2. Market risk: As the world market is uncontrollable and unpredictable, investors misjudge the market and make investment mistakes, resulting in losses.

3. Regulatory risk: At present, the gold regulatory policy is not perfect, the gold trading market is still in a state of insufficient supervision, and investors' investment lacks relevant legal protection.

4. Network risk: At present, gold investment is basically conducted online.
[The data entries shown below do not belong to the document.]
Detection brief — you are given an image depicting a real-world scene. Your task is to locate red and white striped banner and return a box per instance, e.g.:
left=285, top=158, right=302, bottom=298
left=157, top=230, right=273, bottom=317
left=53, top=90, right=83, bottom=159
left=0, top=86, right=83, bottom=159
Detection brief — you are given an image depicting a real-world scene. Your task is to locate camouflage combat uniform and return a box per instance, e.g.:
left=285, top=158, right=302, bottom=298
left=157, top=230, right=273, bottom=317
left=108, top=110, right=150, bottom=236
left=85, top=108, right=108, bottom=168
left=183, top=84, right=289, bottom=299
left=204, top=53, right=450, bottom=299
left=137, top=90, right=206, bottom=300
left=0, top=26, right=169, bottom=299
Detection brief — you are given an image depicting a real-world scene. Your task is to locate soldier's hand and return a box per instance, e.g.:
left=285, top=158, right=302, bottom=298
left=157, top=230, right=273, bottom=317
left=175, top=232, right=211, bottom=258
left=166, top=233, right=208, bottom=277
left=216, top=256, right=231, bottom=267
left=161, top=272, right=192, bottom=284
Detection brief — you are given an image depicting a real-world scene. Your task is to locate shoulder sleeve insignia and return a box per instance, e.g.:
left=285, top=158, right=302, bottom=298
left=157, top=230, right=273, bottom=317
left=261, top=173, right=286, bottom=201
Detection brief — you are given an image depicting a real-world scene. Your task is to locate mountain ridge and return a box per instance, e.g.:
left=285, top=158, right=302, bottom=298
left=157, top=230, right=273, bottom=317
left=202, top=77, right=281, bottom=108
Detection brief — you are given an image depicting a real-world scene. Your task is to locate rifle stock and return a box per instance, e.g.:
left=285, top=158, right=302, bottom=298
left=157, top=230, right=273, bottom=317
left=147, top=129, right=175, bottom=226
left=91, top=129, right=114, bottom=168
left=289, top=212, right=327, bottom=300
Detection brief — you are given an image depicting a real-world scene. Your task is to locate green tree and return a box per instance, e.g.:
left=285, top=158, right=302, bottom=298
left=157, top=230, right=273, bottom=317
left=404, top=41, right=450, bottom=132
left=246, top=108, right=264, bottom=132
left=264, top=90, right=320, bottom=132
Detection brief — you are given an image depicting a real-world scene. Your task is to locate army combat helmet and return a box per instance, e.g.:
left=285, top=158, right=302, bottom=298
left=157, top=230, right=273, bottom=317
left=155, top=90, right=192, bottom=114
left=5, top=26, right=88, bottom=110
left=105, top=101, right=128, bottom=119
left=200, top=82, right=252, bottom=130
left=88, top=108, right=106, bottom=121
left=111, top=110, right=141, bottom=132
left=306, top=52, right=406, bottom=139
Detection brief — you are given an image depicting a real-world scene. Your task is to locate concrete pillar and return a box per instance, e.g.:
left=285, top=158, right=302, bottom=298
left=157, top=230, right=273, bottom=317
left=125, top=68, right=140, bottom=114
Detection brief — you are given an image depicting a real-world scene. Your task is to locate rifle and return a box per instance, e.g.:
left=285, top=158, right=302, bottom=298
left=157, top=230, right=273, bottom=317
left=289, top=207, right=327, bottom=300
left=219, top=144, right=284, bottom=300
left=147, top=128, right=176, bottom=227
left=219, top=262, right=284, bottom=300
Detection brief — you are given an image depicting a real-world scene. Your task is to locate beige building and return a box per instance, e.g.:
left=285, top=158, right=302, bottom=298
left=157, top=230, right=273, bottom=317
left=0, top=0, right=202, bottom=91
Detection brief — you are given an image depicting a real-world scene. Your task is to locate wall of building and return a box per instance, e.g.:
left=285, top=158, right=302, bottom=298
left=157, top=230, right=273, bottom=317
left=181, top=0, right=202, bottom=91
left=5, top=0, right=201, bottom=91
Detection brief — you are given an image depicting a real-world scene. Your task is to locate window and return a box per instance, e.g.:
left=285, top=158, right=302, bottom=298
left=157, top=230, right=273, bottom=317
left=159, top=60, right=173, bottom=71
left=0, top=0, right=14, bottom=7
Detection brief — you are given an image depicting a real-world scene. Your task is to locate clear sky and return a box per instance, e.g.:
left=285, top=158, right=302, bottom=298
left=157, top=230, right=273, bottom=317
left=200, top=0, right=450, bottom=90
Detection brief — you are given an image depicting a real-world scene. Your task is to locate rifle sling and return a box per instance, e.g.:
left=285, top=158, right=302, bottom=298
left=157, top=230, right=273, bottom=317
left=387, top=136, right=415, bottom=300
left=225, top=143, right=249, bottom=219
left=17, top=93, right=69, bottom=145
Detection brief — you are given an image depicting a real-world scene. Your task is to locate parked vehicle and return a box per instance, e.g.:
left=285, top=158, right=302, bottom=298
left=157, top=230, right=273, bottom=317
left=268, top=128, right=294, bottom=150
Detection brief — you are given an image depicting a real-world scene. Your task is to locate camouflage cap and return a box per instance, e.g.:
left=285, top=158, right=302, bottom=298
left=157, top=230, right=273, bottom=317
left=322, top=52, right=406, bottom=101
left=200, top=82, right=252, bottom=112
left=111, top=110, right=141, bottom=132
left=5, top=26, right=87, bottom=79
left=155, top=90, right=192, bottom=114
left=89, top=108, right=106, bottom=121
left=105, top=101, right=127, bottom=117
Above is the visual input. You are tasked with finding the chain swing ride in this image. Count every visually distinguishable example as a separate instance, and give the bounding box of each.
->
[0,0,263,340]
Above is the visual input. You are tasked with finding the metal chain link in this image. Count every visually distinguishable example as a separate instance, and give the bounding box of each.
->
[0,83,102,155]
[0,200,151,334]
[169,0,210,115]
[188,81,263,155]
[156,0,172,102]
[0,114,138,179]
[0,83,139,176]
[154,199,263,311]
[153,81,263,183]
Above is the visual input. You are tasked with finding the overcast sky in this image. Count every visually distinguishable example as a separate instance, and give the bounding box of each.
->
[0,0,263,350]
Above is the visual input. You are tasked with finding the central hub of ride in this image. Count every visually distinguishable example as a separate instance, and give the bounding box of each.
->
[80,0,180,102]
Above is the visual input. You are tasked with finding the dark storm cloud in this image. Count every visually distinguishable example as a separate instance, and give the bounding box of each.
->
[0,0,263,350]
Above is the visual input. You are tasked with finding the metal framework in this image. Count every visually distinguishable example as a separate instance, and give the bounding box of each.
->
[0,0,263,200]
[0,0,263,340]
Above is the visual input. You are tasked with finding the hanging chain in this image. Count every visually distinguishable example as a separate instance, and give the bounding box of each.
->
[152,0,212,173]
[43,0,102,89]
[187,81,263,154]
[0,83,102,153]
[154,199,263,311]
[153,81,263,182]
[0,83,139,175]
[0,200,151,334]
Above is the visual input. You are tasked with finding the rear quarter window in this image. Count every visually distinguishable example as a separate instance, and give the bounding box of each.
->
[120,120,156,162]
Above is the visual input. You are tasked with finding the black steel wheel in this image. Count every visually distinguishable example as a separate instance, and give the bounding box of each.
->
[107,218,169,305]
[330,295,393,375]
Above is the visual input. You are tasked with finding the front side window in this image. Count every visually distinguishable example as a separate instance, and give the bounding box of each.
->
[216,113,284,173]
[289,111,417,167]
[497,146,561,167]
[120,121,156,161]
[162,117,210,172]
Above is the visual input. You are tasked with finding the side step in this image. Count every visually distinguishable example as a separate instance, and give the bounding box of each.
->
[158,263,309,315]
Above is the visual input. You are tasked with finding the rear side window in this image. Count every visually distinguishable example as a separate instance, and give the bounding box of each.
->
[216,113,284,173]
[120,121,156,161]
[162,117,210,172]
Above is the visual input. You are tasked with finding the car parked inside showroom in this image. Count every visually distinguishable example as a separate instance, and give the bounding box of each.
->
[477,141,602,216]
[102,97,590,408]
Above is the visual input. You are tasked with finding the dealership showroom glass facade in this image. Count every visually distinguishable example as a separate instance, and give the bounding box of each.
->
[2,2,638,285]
In the case of network paralysis, system collapse and computer virus invasion, the information update is slow and it is impossible to trade with investors, resulting in huge losses.

5. External risks: With the expansion of the gold market, a large amount of foreign capital flows in, and overseas investment institutions have mushroomed in China to conduct online sales in the name of consulting to defraud investors of personal account information.

6. Platform risk: Nowadays, black platforms for gold investment abound, attracting investors' attention under attractive conditions, and falling into black platforms for investment is the beginning of losses.

7. Leverage risk: Due to the existence of leverage, investors' income opportunities expand and the corresponding risks are also great.

8. Operational risk: due to the lack of knowledge and technology of investors, feelings are easy to trade and blindly invest.